C’était une promesse formulée en 2016. Le président Paul Biya
s’était alors engagé à distribuer gratuitement de janvier à juin 2018,
500 000 ordinateurs portables aux étudiants camerounais du public et du
privé dans le cadre de son programme baptisé « higher education
vision ».
Inspirée d’initiatives similaires lancées au Gabon, en
Guinée et en Côte-d’Ivoire, l’opération « un étudiant, un ordinateur »,
chiffrée à 75 milliards de FCFA (114 336 763 €), est train de se
transformer en fiasco farfelu, ridiculisant le président et quelques
membres de son administration.
Un disque dur trop léger
En cause, les caractéristiques de ces bijoux flambant neufs,
tout droit sortis des usines chinoises du fabricant hongkongais
Shenzhen Technology. Les « PBHev » pour « Paul Biya higher education
vision », s’avèrent être parfaitement inadaptés aux usages des étudiants
camerounais. Leur capacité de stockage est réduite à peau de chagrin
par le choix d’un disque dur SSD utile à l’amélioration de la puissance
d’une machine, mais totalement inadéquat en ce qui concerne le stockage
de fichiers.
Or, à Yaoundé, Douala ou ailleurs, les étudiants ont
davantage besoin de stocker leurs documents de cours, plutôt que de
faire fonctionner des logiciels lourds.
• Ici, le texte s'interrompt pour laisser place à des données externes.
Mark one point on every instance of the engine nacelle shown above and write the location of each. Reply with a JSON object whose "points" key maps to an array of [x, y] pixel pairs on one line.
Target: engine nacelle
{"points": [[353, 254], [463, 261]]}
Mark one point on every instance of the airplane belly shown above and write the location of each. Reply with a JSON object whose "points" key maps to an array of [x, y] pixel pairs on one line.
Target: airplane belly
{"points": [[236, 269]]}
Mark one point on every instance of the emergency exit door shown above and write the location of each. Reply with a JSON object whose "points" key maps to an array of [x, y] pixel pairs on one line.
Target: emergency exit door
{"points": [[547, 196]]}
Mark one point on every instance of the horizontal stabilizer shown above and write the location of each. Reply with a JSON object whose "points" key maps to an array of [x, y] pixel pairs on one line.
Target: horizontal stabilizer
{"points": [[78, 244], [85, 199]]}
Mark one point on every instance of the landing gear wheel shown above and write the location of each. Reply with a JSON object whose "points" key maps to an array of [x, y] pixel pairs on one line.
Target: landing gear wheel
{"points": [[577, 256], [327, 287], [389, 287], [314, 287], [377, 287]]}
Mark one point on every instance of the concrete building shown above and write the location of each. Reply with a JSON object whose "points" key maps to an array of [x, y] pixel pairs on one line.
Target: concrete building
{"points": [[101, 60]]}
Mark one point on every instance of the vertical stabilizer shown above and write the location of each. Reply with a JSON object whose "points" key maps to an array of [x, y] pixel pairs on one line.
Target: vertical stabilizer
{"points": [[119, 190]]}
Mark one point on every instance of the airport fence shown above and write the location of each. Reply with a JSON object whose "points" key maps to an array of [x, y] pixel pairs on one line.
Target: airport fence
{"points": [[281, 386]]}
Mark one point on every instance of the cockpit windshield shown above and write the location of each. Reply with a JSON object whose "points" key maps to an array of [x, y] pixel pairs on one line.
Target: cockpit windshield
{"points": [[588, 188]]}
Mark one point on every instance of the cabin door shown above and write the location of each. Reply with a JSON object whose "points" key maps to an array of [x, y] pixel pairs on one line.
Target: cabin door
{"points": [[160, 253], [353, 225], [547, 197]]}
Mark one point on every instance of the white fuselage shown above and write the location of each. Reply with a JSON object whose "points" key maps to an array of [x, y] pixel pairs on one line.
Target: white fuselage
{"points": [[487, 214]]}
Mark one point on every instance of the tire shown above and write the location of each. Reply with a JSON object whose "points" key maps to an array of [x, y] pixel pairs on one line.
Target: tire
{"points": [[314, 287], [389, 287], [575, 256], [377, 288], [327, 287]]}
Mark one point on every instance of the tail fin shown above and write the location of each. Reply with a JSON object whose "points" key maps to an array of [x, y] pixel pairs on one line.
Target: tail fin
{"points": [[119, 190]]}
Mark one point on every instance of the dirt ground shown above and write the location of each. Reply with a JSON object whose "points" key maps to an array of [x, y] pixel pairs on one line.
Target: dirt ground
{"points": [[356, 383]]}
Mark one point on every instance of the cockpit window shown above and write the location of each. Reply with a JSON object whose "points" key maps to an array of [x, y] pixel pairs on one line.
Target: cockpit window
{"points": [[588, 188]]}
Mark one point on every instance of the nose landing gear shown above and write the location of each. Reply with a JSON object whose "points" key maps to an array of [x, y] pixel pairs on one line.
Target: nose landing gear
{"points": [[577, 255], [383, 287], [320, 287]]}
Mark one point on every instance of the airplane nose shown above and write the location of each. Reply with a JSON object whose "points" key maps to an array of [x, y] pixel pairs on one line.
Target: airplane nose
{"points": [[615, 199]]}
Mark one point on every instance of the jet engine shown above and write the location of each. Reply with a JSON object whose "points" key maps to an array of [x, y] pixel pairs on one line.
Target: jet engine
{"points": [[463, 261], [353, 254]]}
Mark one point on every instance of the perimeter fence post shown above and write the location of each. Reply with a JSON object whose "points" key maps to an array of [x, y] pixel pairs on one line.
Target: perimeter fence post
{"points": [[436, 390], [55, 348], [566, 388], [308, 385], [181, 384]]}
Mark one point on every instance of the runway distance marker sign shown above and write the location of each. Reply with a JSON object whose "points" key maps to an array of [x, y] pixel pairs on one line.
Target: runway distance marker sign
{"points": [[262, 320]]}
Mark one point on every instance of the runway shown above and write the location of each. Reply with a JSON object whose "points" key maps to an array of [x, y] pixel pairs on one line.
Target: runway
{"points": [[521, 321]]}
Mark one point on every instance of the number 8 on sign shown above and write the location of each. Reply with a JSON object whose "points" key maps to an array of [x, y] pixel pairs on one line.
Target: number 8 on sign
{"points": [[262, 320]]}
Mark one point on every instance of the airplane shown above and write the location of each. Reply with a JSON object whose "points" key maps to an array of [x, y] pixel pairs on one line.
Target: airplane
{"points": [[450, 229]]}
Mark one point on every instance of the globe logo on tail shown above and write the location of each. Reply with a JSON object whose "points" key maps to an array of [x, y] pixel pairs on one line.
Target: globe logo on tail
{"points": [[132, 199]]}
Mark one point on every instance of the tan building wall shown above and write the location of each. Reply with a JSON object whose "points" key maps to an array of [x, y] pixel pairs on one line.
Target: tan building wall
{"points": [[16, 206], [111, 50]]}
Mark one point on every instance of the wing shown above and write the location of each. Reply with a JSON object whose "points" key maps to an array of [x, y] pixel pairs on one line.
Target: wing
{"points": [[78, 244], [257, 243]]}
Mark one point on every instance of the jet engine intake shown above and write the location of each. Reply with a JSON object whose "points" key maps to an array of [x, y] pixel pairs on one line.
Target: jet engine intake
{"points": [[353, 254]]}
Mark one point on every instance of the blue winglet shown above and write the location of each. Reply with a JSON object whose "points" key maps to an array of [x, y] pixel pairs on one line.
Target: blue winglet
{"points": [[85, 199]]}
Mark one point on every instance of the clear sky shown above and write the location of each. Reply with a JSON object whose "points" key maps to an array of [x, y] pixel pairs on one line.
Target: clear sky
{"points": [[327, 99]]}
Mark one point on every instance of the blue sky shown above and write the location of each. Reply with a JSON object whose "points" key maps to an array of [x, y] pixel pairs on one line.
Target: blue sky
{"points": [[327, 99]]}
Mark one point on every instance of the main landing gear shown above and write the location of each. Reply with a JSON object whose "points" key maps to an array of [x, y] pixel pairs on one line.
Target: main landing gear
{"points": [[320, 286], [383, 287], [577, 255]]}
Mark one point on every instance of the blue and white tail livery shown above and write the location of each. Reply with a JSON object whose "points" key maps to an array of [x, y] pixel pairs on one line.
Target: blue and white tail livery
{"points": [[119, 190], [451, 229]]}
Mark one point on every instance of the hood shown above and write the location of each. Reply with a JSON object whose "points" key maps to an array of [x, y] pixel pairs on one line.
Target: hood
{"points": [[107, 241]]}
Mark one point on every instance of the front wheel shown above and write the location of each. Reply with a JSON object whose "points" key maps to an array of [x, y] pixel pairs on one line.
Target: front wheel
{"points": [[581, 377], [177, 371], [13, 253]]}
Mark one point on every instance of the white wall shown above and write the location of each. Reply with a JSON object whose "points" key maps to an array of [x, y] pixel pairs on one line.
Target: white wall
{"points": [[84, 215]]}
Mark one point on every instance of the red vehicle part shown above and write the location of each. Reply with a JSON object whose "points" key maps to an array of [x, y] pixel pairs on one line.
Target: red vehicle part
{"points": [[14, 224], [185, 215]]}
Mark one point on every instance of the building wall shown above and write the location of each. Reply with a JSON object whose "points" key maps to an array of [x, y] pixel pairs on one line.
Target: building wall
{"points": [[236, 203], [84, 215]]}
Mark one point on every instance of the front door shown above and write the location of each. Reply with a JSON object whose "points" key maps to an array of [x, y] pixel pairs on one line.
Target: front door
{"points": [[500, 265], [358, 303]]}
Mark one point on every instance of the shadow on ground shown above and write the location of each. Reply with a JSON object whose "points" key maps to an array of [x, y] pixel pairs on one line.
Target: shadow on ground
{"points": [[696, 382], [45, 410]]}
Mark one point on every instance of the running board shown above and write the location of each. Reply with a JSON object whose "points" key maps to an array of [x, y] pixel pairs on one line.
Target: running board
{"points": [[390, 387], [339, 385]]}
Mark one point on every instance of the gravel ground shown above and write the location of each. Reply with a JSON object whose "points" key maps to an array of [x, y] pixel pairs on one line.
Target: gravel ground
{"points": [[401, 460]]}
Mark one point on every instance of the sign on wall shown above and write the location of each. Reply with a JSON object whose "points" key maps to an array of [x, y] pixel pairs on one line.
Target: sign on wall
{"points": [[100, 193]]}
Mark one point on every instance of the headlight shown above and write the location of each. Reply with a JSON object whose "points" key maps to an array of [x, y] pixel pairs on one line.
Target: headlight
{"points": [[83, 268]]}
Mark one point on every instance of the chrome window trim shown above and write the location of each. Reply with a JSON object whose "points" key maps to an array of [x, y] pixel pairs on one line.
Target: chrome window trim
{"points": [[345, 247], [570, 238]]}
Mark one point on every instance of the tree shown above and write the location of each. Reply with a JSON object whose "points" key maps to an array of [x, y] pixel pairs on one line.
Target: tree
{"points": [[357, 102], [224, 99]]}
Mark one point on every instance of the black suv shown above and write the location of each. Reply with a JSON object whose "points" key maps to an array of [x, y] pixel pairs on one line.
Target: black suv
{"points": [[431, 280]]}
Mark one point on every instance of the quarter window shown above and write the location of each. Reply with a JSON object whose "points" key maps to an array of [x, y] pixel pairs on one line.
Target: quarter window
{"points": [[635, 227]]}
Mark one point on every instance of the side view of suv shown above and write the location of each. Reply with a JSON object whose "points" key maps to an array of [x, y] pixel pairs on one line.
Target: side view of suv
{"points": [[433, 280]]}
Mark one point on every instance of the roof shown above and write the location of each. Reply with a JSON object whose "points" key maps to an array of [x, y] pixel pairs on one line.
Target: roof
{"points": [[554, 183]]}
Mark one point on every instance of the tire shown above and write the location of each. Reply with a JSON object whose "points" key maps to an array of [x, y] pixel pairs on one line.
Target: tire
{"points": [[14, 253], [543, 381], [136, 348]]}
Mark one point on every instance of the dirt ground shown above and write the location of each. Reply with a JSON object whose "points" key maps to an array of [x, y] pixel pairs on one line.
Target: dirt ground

Et quand bien même ils auraient
besoin de ces derniers, ils ne pourraient les installer sur leur PC,
faute d’espace disponible.
Revente au marché noir
Voyant les polémiques naître sur plusieurs fronts, Roger
Atsa Etoundi, le directeur des systèmes d’information du ministère de
l’Enseignement supérieur, et son ministre Jacques Fame Ndongo, ont par
deux fois tenté maladroitement de jouer la pédagogie, préconisant aux
étudiants d’opter pour un abonnement cloud pour augmenter leur espace de
stockage. Un conseil qui semble plutôt osé dans un pays classé parmi les derniers en termes d’accessibilité à l’Internet fixe et mobile en 2017 par l’Alliance for affordable Internet (A4AI).
Des incohérences ont aussi été relevées concernant le coût réel des PBHev. Le 26 décembre à la télévision nationale, Jacques Fame Ndongo, ministre de l’Enseignement supérieur camerounais, assurait que le prix de revient du PC était de 300 000 FCFA (457 euros). Trois jours plus tard sur Twitter, son collègue du ministère de la Communication, Issa Tchiroma Bakary, avançait que leur véritable valeur marchande était de 100 000 FCFA (152 euros).
Or, entre temps, des internautes ont retrouvé le produit en
vente pour 85 dollars (70 euros) sur le site de commerce en ligne
Alibaba, posant ainsi des questions sur la gestion des négociations avec
le fabricant.
Des machines défaillantes
Depuis quelques semaines, les pannes et bug semblent se
multiplier sur les ordinateurs du président. Des étudiants ont découvert
qu’ils n’avaient pas la licence pour la suite de logiciels Office 365
de Microsoft, censée être comprise dans la machine. D’autres n’arrivent
tout bonnement plus à allumer leur ordinateur.
Conséquence de ces couacs à répétition : des opportuns ont
choisi de brader leur PBHev sur Facebook ou directement sur le marché
noir de l’avenue Kennedy, haut lieu de la dépanne high-tech à Yaoundé.
Pour les étudiants, comme pour Paul Biya, ces ordinateurs se
sont donc transformés en cadeau empoisonnés. Pourtant, 400 000 sont
encore à distribuer dans tout le pays.